The richest and personally most rewarding research work I have done was for my first novel, the rough draft of which I’ve just completed at age 74 (now madly revising). It’s a historical crime novel that takes place in the Midwest in the US. I originally set it in a small town near Chicago so that I could also use the city as a setting. But something made me send the characters to Iowa and soon they were in different towns in Iowa - surprise surprise these were the towns where I grew up - and I needed to research the history of those towns. The things I learned astonished me, and the towns began to look like beads on a necklace, for they were all of course linked, often in startling ways. I lived in Cedar Rapids for my high school years, had access to a car and spent time out of school mostly driving up and down first Avenue looking for cute boys with my pals. I never knew that Quaker Oats, the town’s biggest employer at the time, had had a massive fire 60 years earlier. One result of that fire was tighter security regulations for factories throughout the state. That led to confrontations between labor groups and company owners elsewhere. The lives and economics of the parents of my friends and most of the cute boys we found were profoundly affected by those earlier events. As I revise, and I consider my characters and whether or not they are fully developed, I’ve been helped by imagining the backdrop, what the towns looked like and what the factories looked like, and whether or not the rivers were flooding. How did this affect their lives and their outlook on life a man who comes down with the Spanish flu in 1918 because sanitary conditions at a meat packing plant were not great, can easily be soured by realizing how easy it was for the owners to leave town, but not the workers.
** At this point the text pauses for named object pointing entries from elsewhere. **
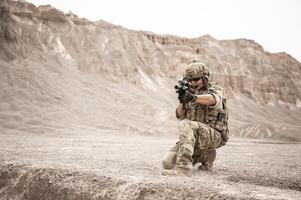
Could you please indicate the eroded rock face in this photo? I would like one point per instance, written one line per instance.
(64, 44)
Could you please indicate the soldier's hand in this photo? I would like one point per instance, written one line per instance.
(188, 96)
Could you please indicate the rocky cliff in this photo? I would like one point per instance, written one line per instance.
(58, 71)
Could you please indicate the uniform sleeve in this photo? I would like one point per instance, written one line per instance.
(217, 93)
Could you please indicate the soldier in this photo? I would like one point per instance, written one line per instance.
(203, 126)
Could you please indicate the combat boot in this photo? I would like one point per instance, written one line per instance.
(207, 162)
(179, 171)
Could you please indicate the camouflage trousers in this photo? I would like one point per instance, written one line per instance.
(195, 141)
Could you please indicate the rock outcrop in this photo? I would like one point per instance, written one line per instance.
(80, 67)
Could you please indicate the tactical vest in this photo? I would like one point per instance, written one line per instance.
(216, 118)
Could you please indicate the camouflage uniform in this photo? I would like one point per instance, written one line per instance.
(201, 131)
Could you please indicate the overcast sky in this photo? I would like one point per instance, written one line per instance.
(275, 24)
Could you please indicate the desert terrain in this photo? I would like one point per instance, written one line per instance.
(87, 111)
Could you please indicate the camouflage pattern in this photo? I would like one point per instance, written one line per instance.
(201, 130)
(196, 69)
(195, 141)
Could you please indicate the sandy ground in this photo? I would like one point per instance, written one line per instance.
(90, 163)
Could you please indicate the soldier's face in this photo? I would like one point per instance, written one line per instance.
(197, 83)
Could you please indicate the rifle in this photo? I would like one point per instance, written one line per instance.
(182, 87)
This kind of research rekindles any lagging enthusiasm mid-stream in writing a novel and it’s also a wonderful source of ideas for a writer.
I still have trouble with the idea of “hometown“ although I could listen to Bruce Springsteen sing his song about it over and over. Maybe the lack of one is part of what makes some of us feel like outsiders all our lives, and maybe that’s part of what drives us to write. Whether you have one or not, the role of it, its presence or absence (if you have one, you can write about the loss of it, but if you do not you can’t and that might give you your unique perspective on it) is good cause for research.
I’ve been wrestling with the questions you explore here. Thank you. Lovely sentences, heartbreaking climate reality: “I knew the winter was long, the summer short, and that the ocean once used to freeze, but no longer did.”